In prepared statements, leaders of the two schools stressed that a mutual desire to foster peace in South Sudan, which gained independence in 2011, is the overarching theme of the universities’ partnership.
Father Ibiko Morris Masiri, director of the St. John’s Yambio campus, called the partnership a “concrete expression of the privilege of our belongingness to the Catholic University family.”
“We foresee expert discussions on peace, reconciliation and sustainability; internship opportunities for students; development of new specialized courses, conferences, publications that will help build a culture of dialogue, peace; and reconciliation in South Sudan,” said Katia Passerini, provost and executive vice president of Seton Hall.
Father Colin Kay, Seton Hall’s vice president of mission and ministry, commented on the “great synergy” between the two universities.
“The exchange of faculty, students and staff between Seton Hall University and the University of South Sudan might provide fresh answers to peaceful and sustainable solutions for the people of South Sudan,” Kay said.
In an interview with CNA, Ines Murzaku, director of Catholic Studies at Seton Hall, recalled Pope Francis’ gesture of kissing the feet of the leaders of South Sudan in 2019 in a dramatic plea for peace.
“It is a Christ-like and brotherly gesture.

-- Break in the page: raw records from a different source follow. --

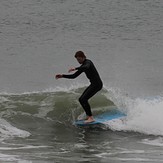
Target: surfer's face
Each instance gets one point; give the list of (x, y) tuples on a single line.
[(80, 59)]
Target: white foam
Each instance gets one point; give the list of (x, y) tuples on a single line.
[(154, 142), (143, 115), (7, 130)]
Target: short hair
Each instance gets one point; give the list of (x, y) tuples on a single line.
[(80, 54)]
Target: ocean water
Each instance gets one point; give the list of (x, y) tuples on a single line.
[(38, 39)]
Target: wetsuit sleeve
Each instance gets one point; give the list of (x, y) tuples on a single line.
[(83, 67), (72, 76)]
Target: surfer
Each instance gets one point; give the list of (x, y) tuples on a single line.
[(96, 84)]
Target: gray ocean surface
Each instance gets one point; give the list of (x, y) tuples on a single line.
[(38, 39)]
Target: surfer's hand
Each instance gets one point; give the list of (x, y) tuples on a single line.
[(71, 69), (58, 76)]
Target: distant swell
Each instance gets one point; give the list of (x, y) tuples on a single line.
[(20, 112)]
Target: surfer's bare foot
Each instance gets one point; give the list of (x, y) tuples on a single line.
[(89, 120)]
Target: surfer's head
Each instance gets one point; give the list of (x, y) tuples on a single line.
[(80, 56)]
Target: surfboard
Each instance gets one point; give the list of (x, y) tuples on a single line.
[(101, 119)]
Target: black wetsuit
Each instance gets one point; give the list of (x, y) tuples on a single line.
[(95, 80)]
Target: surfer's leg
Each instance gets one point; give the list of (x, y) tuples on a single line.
[(87, 94)]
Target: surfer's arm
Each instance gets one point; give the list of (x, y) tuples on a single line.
[(72, 76), (84, 67)]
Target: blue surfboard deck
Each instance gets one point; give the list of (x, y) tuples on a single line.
[(101, 119)]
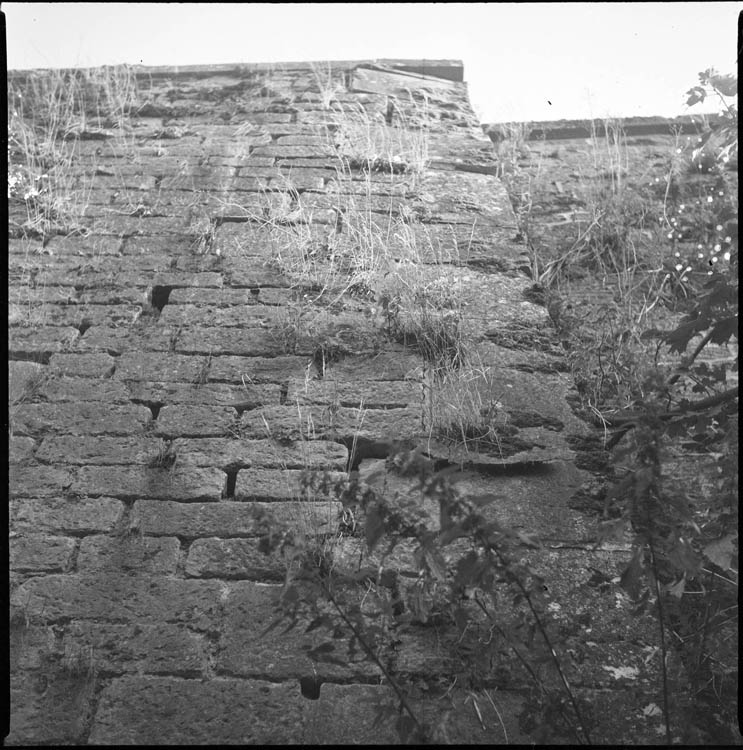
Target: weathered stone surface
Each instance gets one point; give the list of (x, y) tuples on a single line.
[(225, 297), (116, 341), (214, 394), (64, 388), (38, 481), (377, 394), (180, 483), (313, 422), (24, 380), (250, 609), (114, 598), (95, 418), (232, 453), (38, 553), (162, 648), (100, 450), (20, 449), (190, 420), (256, 315), (128, 555), (256, 369), (98, 365), (49, 708), (40, 342), (66, 516), (229, 519), (160, 366), (284, 484), (250, 342), (233, 559), (141, 710)]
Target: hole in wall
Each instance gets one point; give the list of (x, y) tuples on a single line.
[(310, 687), (364, 448), (159, 296), (229, 489)]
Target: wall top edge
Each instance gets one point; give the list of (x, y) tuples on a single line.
[(452, 70)]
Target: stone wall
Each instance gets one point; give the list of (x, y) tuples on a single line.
[(165, 382)]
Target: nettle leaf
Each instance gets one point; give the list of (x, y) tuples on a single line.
[(722, 551), (727, 85), (631, 578), (374, 527), (695, 95), (684, 558), (679, 339), (723, 330), (677, 589), (436, 564)]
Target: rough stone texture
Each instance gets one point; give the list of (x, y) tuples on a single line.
[(172, 372), (142, 711)]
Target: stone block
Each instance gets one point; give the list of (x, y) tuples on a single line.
[(375, 394), (21, 450), (229, 519), (40, 342), (114, 598), (49, 708), (163, 648), (184, 484), (250, 315), (64, 388), (239, 397), (244, 651), (256, 369), (128, 555), (95, 418), (40, 553), (116, 341), (226, 297), (191, 420), (24, 380), (66, 516), (159, 366), (233, 559), (96, 365), (219, 341), (99, 450), (284, 484), (144, 710), (232, 453), (38, 481)]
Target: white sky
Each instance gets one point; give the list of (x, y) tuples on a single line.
[(588, 59)]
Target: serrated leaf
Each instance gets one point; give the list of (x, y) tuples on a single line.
[(727, 85), (722, 551), (677, 589), (630, 579)]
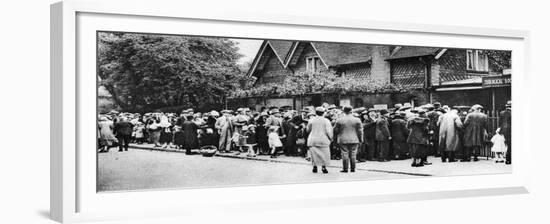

Probably the best lesson in forgiveness and humility a pontiff could have ever given,” Murzaku told CNA. “If politics fails, brotherhood and the peace of hearts will win, which reminds of Colossians 3:15 ‘let the peace of Christ control your hearts.’”
The partnership is an outgrowth of Seton Hall’s recent membership in the International Federation of Catholic Universities, an organization of more than 200 Catholic universities worldwide.